The film is set in America during the year 2017, during the Second American Civil War, where the Congressional Directorate have seized control of the entire country, which the notable exception of Steel Harbor. The Congressionals have developed a virus that they are planning to use against entire cities.

Pamela Anderson
Pamela Anderson

Barb Wire (Pamela Anderson – “Baywatch”, “V.I.P.”) runs a nightclub called The Hammerhead in Steel Harbor, but also supplements her income by working as a bounty hunter and mercenary. As the movie opens she is writhing around on the stage of the nightclub, whilst getting rather wet and having no success whatsoever in keeping her remarkably buoyant breasts within her ill-fitting leather dress.

“Don’t Call Me Babe”

This scene ends when one of the patrons makes the mistake of calling her “babe” – resulting in death-by-stilleto-heel-to-the-forehead and the first uttering of Barb’s catchphrase “Don’t Call Me Babe”.

Xander Berkeley
Xander Berkeley

Before long The Hammerhead is raided by local police chief Alexander Willis (Xander Berkeley – “Terminator 2 : Judgment Day”, “Nikita”), who is looking for a fugitive former government scientist Dr. Corrina Devonshire.

Victoria Rowell
Victoria Rowell

Dr. Devonshire, AKA Cora D (Victoria Rowell – “The Young And The Restless”, “Diagnosis Murder”) has had surgery to alter her appearance and is aiming to reach freedom in Canada to blow the whistle on the Congressionals virus plans. However the authorities have retinal recognition scanners at airports and borders.

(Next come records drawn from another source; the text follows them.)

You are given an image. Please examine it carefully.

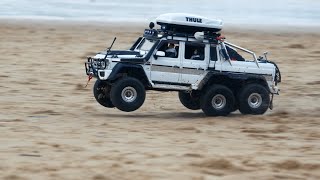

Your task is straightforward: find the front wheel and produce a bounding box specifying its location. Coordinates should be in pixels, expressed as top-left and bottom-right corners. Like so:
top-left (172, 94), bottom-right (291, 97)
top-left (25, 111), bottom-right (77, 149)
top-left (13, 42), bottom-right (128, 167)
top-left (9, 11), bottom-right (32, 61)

top-left (93, 79), bottom-right (114, 108)
top-left (200, 84), bottom-right (235, 116)
top-left (239, 84), bottom-right (270, 114)
top-left (110, 77), bottom-right (146, 112)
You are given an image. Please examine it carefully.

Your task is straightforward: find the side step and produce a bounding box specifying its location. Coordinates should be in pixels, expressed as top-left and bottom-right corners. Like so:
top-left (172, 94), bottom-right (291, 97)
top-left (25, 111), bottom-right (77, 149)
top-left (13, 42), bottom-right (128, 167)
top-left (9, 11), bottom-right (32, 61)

top-left (152, 84), bottom-right (192, 91)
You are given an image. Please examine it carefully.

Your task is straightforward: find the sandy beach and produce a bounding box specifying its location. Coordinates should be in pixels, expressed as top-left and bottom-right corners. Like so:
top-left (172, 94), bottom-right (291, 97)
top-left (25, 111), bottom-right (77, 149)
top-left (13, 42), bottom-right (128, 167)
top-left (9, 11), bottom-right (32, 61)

top-left (0, 20), bottom-right (320, 180)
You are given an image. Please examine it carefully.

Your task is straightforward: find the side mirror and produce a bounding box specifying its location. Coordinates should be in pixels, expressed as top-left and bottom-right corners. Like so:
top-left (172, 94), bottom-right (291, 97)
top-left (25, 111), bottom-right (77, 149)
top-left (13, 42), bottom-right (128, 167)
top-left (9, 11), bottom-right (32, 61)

top-left (154, 51), bottom-right (166, 59)
top-left (220, 49), bottom-right (230, 61)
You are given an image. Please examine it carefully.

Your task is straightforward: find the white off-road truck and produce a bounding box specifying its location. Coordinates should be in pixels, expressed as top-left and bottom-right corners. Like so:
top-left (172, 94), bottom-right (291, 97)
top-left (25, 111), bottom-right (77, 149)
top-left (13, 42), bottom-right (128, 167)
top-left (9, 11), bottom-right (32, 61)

top-left (85, 13), bottom-right (281, 116)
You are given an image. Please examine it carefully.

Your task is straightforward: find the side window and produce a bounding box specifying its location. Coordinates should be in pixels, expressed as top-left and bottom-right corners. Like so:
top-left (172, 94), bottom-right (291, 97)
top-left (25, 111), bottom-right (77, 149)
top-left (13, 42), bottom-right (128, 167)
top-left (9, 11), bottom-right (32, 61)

top-left (184, 43), bottom-right (205, 60)
top-left (210, 45), bottom-right (218, 61)
top-left (226, 45), bottom-right (249, 61)
top-left (158, 41), bottom-right (179, 58)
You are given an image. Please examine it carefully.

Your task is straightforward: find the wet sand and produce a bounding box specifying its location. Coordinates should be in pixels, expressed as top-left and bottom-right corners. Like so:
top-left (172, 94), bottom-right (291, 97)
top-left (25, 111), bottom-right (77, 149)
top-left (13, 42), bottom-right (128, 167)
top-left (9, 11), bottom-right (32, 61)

top-left (0, 20), bottom-right (320, 180)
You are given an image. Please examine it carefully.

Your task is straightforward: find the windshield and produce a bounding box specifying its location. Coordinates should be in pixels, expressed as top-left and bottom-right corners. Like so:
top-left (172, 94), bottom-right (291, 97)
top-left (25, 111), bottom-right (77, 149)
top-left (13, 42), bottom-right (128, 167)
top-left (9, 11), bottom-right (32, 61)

top-left (137, 39), bottom-right (155, 54)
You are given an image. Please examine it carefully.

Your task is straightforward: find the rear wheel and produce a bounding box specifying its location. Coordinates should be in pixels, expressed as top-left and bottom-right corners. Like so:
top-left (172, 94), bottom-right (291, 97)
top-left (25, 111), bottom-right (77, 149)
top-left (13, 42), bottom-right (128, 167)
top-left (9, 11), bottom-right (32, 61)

top-left (200, 84), bottom-right (235, 116)
top-left (110, 77), bottom-right (146, 112)
top-left (179, 91), bottom-right (200, 110)
top-left (239, 84), bottom-right (270, 114)
top-left (93, 79), bottom-right (114, 108)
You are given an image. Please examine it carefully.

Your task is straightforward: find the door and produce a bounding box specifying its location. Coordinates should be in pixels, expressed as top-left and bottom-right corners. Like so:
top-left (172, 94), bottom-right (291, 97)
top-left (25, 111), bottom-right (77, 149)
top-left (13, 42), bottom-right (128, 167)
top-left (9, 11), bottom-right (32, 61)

top-left (150, 40), bottom-right (181, 84)
top-left (180, 42), bottom-right (210, 84)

As luck would have it, the resistance movement have a pair of special contact lenses that will allow the wearer to pass through the scanners undetected, which end up (naturally) at Barb’s nightclub.

Temuera Morrison & Pamela Anderson
Temuera Morrison & Pamela Anderson

Also turning up at the nightclub are Cora D and her freedom fighter husband Axel Hood (Temuera Morrison – “Vertical Limit”, “Once Were Warriors”). Axel and Barb were lovers at the outbreak of the conflict but became separated during the ongoing civil war.

Steve Railsback Pamela Anderson
Steve Railsback & Pamela Anderson

Cora D needs the contact lenses to get to Canada, Congressional baddie Colonel Pryzer (Steve Railsback – “Follow The Prophet”, “Ed Gein”) is after both the lenses and Cora D, Willis is under direction from Pryzer but has a soft spot for Barb, and Barb plans to use the lenses to make a small fortune and escape to Canada herself…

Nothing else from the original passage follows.